Under the merger agreement, each share of SB One common stock was exchanged for 1.357 shares of the Company's common stock. The Company issued 12.8 million shares of common stock from treasury stock, plus cash in lieu of fractional shares in the acquisition of SB One. The total consideration paid in the acquisition of SB One was $180.8 million. In connection with the acquisition, SB One Bank, a wholly owned subsidiary of SB One, was merged with and into Provident Bank, a wholly owned subsidiary of the Company.
Merger-related expenses, which are recorded in other operating expenses on the Consolidated Statements of Income, totaled $2.0 and $3.1 million for the three and nine months ended September 30, 2020, respectively, and primarily consist of consulting and legal expenses.
Acquisition of Tirschwell & Loewy, Inc.
On April 1, 2019, Beacon Trust Company ("Beacon") completed its acquisition of certain assets of Tirschwell & Loewy, Inc. ("T&L"), a New York City-based independent registered investment adviser.

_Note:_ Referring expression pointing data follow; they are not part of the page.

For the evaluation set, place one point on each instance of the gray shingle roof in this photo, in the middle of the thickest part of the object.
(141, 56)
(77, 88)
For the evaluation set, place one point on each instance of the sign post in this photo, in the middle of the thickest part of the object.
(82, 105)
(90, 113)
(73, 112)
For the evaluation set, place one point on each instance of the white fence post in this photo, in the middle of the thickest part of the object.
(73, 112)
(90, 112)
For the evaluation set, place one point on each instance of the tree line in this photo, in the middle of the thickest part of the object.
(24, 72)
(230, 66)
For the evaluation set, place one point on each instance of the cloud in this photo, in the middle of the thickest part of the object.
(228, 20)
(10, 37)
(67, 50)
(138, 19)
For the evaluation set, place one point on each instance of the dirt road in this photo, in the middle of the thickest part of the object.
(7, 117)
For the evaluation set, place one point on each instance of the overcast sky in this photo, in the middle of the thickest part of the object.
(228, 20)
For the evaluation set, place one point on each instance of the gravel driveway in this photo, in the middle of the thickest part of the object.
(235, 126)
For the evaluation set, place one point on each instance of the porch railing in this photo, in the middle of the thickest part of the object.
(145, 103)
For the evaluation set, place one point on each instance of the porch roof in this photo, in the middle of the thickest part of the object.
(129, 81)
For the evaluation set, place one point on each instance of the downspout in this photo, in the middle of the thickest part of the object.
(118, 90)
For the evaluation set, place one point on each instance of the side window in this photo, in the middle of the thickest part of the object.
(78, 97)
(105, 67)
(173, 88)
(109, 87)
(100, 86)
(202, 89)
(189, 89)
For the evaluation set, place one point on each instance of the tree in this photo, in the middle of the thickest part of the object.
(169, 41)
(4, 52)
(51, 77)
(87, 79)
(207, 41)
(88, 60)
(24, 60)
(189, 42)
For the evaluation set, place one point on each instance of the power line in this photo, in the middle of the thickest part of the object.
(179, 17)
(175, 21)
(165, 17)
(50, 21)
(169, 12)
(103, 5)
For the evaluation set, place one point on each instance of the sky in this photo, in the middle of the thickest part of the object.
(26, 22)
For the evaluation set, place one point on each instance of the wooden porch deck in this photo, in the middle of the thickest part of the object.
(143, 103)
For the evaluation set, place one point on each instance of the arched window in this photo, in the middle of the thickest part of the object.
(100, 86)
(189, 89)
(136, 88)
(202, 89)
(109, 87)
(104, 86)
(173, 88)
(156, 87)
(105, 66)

Beacon is a wholly owned subsidiary of Provident Bank. This acquisition expanded the Company’s wealth management business by $822.4 million of assets under management at the time of acquisition.
The acquisition was accounted for under the acquisition method of accounting. The Company recorded goodwill of $8.2 million, a customer relationship intangible of $12.6 million and $800,000 of other identifiable intangibles related to the acquisition. In addition, the Company recorded a contingent consideration liability at its fair value of $6.6 million. The contingent consideration arrangement requires the Company to pay additional cash consideration to T&L's former stakeholders over a three-year period after the closing date of the acquisition if certain financial and business retention targets are met. The acquisition agreement limits the total additional payment to a maximum of $11.0 million, to be determined based on actual future results. Total cost of the acquisition was $21.6 million, which included cash consideration of $15.0 million and contingent consideration with a fair value of $6.6 million. Tangible assets acquired in the transaction were nominal. No liabilities were assumed in the acquisition. The goodwill recorded in the transaction is deductible for tax purposes.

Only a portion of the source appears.